Es ist wichtig, sich klar zu machen, daß in Nordeuropa noch ein weiteres System existiert, das gleich verschieden vom russischen wie vom amerikanischen ist. In Ländern wie Dänemark und Schweden bleiben Wälder und Kulturboden im Privatbesitz; ihre Benutzung unterliegt aber streng den Anweisungen und Regelungen, die die Regierung aufgestellt hat. Diese Länder bilden ein Beispiel für eine erfolgreiche Verschmelzung der Interessen des Individuums und denen des Staates in den Fragen der Ausnutzung der Naturreichtümer.

 

Es ist ein merkwürdiges Zusammentreffen, daß im Verhältnis zur Bevölkerung die Vereinigten Staaten und Rußland die gleiche Fläche für die Landwirt­schaft geeigneten Landes besitzen. Die letzten Schätzungen in den Vereinigten Staaten ergaben gegen 190.000.000 Hektar, was bei der Division durch die Zahl der augenblicklichen Einwohner eine Subsistenzbasis von 3,4 ha pro Kopf ergibt.

Die von Natur fruchtbaren Gebiete des Kernlandes oder großen Dreiecks in Rußland stellen 260.000.000 Hektar dar, und teilt man diese Zahl durch die gegenwärtige Bevölkerungsziffer dieses Landes, so ergibt sich für jeden Russen ungefähr die genau gleiche Bodenfläche. Was also die grundlegende Existenzbasis angeht, gehen beide Länder mit den annähernd gleichen Voraussetzungen in die Zukunft. Welche Nation die Naturgegebenheiten besser zu benutzen und zu bewahren versteht, muß die Zukunft erweisen.
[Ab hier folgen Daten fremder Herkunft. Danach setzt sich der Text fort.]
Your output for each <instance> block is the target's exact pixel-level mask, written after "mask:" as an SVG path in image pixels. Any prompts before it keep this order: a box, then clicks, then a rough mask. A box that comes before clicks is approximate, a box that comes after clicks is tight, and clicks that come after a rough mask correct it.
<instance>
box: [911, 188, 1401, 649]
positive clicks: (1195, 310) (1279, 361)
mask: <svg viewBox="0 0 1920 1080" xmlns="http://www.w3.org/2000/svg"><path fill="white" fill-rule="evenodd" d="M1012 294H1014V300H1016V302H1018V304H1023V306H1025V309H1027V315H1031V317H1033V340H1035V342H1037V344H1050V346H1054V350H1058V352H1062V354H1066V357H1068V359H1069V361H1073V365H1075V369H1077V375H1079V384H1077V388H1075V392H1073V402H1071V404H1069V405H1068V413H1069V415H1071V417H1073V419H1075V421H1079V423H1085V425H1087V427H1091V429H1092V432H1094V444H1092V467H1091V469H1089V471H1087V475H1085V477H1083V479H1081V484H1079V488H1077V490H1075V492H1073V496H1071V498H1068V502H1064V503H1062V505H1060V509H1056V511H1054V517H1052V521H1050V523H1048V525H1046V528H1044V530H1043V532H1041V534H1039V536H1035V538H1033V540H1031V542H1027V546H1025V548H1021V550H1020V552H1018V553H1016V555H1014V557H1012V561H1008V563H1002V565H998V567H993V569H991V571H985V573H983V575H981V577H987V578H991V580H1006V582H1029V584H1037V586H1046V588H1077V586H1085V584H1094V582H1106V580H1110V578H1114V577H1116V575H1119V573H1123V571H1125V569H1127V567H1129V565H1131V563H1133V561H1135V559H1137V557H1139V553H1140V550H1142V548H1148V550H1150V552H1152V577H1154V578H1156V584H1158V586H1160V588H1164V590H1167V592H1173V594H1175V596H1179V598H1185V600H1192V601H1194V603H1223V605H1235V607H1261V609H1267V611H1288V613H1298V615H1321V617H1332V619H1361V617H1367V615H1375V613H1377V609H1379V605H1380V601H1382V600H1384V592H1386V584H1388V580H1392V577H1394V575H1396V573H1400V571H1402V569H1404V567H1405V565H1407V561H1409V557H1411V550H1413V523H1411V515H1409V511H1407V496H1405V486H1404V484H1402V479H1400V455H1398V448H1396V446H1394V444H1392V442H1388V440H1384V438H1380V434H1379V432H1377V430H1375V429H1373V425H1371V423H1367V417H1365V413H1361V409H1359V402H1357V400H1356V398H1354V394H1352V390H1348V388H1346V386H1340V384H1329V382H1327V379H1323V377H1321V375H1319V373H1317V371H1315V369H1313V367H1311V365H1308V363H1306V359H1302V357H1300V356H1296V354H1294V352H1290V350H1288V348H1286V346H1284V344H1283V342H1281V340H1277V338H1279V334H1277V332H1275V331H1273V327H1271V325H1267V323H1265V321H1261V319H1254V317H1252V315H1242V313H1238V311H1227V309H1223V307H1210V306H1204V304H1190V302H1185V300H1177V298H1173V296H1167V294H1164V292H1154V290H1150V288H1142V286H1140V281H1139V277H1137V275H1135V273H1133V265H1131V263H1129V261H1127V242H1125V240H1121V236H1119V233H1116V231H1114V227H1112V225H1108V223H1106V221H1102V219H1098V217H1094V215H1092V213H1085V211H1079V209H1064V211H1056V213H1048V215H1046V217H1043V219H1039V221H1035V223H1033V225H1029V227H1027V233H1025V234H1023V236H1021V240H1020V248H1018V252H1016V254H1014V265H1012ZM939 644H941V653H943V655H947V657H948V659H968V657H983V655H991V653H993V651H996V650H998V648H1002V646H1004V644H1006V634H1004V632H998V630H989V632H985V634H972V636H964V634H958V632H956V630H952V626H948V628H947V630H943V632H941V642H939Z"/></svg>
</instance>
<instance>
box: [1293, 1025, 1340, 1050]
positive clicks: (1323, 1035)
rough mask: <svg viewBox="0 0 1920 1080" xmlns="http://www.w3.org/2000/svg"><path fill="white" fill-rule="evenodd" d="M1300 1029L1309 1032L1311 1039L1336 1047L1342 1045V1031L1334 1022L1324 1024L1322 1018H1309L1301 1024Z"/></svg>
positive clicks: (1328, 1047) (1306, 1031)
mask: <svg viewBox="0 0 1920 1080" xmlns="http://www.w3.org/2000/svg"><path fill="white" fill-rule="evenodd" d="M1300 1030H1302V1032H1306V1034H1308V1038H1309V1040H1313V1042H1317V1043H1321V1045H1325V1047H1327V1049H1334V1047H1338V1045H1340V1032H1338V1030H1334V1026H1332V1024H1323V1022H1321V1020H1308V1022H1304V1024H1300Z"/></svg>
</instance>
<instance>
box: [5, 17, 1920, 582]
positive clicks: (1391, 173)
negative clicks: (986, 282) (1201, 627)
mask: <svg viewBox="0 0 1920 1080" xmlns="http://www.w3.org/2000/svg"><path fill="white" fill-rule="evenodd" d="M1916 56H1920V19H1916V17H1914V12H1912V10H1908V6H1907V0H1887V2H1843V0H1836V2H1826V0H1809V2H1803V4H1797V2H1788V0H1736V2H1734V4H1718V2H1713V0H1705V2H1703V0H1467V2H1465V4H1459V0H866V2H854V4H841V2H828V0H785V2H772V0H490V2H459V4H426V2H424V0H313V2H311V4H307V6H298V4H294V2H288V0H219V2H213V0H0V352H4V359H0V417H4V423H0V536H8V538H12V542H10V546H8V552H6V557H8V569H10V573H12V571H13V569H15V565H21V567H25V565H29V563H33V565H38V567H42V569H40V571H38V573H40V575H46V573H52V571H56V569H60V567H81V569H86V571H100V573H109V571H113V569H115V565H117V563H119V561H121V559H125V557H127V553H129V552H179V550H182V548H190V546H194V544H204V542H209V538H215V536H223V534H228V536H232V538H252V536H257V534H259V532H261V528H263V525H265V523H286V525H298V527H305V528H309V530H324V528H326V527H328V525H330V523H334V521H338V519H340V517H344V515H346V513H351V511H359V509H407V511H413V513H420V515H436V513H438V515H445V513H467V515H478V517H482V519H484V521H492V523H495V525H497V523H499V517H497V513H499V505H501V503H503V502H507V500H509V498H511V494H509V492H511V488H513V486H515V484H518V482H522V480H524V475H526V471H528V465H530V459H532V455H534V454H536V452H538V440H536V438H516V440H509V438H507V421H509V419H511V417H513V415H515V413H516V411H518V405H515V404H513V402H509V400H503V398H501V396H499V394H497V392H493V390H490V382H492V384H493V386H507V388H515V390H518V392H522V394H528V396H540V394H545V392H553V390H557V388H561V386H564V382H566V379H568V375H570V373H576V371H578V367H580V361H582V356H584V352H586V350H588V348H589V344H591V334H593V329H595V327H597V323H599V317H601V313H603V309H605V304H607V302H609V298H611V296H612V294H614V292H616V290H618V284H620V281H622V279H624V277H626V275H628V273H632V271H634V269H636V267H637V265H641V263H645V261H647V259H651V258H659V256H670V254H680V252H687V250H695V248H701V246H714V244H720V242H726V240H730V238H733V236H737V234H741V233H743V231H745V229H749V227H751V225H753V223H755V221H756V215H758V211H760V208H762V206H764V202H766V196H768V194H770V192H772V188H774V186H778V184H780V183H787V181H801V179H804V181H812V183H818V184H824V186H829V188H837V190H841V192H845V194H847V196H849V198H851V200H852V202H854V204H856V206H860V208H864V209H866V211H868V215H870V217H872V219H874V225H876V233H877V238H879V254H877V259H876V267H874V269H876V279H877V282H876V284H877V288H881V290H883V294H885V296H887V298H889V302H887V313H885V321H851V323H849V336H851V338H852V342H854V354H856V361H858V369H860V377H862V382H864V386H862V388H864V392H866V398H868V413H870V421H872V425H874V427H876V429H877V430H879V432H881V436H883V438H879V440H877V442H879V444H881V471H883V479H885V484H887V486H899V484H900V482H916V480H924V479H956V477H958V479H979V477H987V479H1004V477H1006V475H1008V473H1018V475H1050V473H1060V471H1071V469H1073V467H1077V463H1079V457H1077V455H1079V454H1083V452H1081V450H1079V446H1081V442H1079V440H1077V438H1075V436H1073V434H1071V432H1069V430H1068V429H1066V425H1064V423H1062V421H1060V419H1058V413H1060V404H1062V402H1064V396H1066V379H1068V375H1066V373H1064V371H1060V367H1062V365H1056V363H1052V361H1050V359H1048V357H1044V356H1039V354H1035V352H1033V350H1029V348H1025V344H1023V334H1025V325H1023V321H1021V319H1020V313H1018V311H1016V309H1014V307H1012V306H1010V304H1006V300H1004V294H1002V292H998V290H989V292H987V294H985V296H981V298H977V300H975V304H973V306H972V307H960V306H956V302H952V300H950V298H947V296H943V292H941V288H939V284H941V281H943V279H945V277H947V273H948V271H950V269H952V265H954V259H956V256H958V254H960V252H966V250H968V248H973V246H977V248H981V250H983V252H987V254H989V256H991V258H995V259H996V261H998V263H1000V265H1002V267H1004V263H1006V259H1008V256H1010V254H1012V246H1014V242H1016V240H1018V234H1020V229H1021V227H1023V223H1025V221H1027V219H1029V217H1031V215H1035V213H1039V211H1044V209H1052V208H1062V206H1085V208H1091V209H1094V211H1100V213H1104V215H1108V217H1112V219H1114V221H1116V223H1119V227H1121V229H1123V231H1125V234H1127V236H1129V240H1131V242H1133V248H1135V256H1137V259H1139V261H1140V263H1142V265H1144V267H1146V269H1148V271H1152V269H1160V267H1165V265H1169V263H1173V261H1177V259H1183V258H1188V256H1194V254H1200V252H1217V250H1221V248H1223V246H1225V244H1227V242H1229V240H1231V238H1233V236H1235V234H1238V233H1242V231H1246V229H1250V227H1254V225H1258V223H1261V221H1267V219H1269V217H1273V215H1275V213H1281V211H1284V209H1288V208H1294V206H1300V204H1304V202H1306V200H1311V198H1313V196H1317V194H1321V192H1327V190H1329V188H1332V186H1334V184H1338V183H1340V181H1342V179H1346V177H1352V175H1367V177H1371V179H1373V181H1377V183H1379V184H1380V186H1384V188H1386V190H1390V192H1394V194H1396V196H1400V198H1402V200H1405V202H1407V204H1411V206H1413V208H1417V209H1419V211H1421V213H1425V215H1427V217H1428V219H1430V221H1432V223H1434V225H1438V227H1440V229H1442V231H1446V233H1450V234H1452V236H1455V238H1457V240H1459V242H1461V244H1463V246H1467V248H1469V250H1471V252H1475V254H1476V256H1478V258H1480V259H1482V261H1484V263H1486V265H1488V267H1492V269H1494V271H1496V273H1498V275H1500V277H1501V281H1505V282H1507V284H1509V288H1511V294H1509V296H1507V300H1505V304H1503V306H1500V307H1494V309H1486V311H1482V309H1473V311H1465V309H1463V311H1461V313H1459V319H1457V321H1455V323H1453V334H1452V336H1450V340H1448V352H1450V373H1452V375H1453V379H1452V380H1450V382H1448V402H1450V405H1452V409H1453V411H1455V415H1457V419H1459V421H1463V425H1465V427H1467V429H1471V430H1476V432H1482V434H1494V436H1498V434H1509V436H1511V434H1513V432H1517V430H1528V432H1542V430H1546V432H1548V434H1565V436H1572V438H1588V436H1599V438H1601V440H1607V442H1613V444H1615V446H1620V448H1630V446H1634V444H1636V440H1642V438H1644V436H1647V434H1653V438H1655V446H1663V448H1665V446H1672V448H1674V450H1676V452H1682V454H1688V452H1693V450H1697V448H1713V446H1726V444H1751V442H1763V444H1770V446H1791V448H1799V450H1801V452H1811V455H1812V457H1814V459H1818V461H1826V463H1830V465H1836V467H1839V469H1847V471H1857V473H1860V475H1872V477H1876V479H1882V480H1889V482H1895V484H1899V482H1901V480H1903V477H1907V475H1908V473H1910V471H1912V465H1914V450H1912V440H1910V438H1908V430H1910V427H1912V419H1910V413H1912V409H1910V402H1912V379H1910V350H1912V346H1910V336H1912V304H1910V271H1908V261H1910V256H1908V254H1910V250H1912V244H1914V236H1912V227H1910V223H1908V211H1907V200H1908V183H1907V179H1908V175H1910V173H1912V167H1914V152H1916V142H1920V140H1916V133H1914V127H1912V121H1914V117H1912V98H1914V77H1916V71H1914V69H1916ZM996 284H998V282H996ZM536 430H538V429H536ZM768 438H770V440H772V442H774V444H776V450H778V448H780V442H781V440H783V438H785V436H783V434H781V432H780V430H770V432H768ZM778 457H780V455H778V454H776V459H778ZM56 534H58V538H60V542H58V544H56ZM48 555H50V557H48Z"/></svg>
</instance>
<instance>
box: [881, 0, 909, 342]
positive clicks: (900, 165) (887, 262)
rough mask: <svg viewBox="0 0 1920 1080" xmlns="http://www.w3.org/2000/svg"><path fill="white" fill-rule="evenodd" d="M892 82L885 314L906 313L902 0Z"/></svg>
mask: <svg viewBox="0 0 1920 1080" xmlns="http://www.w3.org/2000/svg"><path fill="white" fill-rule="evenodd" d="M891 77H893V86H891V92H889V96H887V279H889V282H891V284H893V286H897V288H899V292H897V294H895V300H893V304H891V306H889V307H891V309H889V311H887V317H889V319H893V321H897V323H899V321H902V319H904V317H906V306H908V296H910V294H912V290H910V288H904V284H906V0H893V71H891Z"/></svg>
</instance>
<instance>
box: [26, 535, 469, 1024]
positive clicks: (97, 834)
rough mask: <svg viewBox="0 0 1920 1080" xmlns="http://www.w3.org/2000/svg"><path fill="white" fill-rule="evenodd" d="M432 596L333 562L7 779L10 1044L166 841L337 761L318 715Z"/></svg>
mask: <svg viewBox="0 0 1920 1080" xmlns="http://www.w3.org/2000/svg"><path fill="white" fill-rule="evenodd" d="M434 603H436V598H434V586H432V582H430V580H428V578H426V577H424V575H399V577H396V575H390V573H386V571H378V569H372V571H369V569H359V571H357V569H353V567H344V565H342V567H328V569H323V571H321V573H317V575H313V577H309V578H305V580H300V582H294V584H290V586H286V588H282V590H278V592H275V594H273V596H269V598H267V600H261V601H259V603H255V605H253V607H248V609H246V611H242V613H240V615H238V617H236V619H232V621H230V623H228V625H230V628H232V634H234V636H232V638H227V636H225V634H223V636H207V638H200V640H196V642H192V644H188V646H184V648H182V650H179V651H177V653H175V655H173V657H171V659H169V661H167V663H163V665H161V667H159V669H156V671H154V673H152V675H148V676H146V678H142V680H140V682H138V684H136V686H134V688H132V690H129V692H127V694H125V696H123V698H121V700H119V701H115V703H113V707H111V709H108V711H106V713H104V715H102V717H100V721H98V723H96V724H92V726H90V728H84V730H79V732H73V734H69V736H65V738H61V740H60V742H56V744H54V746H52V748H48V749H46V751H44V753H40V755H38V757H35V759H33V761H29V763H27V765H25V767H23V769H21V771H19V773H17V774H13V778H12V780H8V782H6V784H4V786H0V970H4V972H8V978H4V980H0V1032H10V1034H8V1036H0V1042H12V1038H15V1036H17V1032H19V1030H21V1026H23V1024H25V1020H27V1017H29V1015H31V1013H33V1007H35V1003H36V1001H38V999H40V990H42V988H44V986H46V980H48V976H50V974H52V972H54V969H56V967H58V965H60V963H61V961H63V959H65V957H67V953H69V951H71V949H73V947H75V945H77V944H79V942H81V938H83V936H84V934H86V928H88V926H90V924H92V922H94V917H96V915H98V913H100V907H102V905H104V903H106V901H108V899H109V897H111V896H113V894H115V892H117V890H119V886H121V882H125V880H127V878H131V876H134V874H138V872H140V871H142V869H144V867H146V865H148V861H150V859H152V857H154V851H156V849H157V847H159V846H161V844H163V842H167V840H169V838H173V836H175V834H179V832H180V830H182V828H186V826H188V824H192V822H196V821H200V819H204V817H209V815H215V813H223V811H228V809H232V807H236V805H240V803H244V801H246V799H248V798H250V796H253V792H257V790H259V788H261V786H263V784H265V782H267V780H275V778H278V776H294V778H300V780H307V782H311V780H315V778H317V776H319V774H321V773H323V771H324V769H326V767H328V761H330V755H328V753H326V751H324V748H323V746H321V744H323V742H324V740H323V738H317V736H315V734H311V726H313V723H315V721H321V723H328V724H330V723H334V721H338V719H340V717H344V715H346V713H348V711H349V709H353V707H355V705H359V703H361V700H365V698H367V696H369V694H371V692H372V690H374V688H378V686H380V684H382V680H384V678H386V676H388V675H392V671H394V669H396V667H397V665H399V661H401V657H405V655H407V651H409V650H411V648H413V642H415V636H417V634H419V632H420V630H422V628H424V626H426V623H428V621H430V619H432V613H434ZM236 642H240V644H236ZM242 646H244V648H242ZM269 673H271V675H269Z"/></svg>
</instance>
Angesichts der alarmierenden Entwicklung, die in den Vereinigten Staaten vor sich geht, wird sich die amerikanische Bevölkerung bald vor einer kritischen Entscheidung sehen. Entweder sie läßt es zu, daß auch weiterhin Bedingungen herrschen, durch die die ständig schrumpfenden natürlichen Lebensquellen dieses großen Kontinents bis zum Untergang der ganzen Nation erschöpft werden, oder aber es setzen sich neue Vorstellungen über die Verantwortlichkeit des Eigentums durch, auf daß diese Quellen derart benutzt, behandelt und beschützt werden, daß sie den Interessen der Gesamtnation dienen.

Der amerikanische Weg ist, daß sich von Universitäten und Hochschulen aus durch die ganze öffentliche Meinung eine Einsicht in die Vorgänge verbreitet und daß diese Einsicht zu einer aktiven, freiwilligen Zusammenarbeit zwischen Volk und Regierung führt; aber wird dies Erwachen noch rechtzeitig stattfinden?

Eine Demokratie vermag mit ihrer ganzen Macht aufzustehen und sich selber zu organisieren, um alle Kräfte zum erfolgreichen Durchfechten eines Krieges einzusetzen. Doch das ist nur möglich, wenn das ganze Volk den Sinn des Einsatzes erkennt. Der Kampf um die Erhaltung der Lebensgrundlagen, in den Amerika verstrickt ist, ist vielleicht nicht so unmittelbar drängend, jedoch gleich kritisch wie die Gefahren irgendeines Krieges.

Eine gleiche Prüfung hatte bisher noch keine Demokratie zu bestehen. Sieht Amerika weiterhin untätig zu, wie die Elemente, auf denen sein Leben und seine Stärke beruht, aufgezehrt werden, dann wird ihm kein irgendwie geartetes politisches und soziales Glaubensbekenntnis etwas nützen. 

Die demokratische Überzeugung wird dann nicht mehr zählen, denn die Theorie der Demokratie setzt voraus, daß Bedingungen herrschen, die jedem ein vernünftiges Maß von Wohlbefinden sichern. Not war von jeher ein Nährboden, auf dem Ideale und höhere Strebungen nur schlecht gedeihen.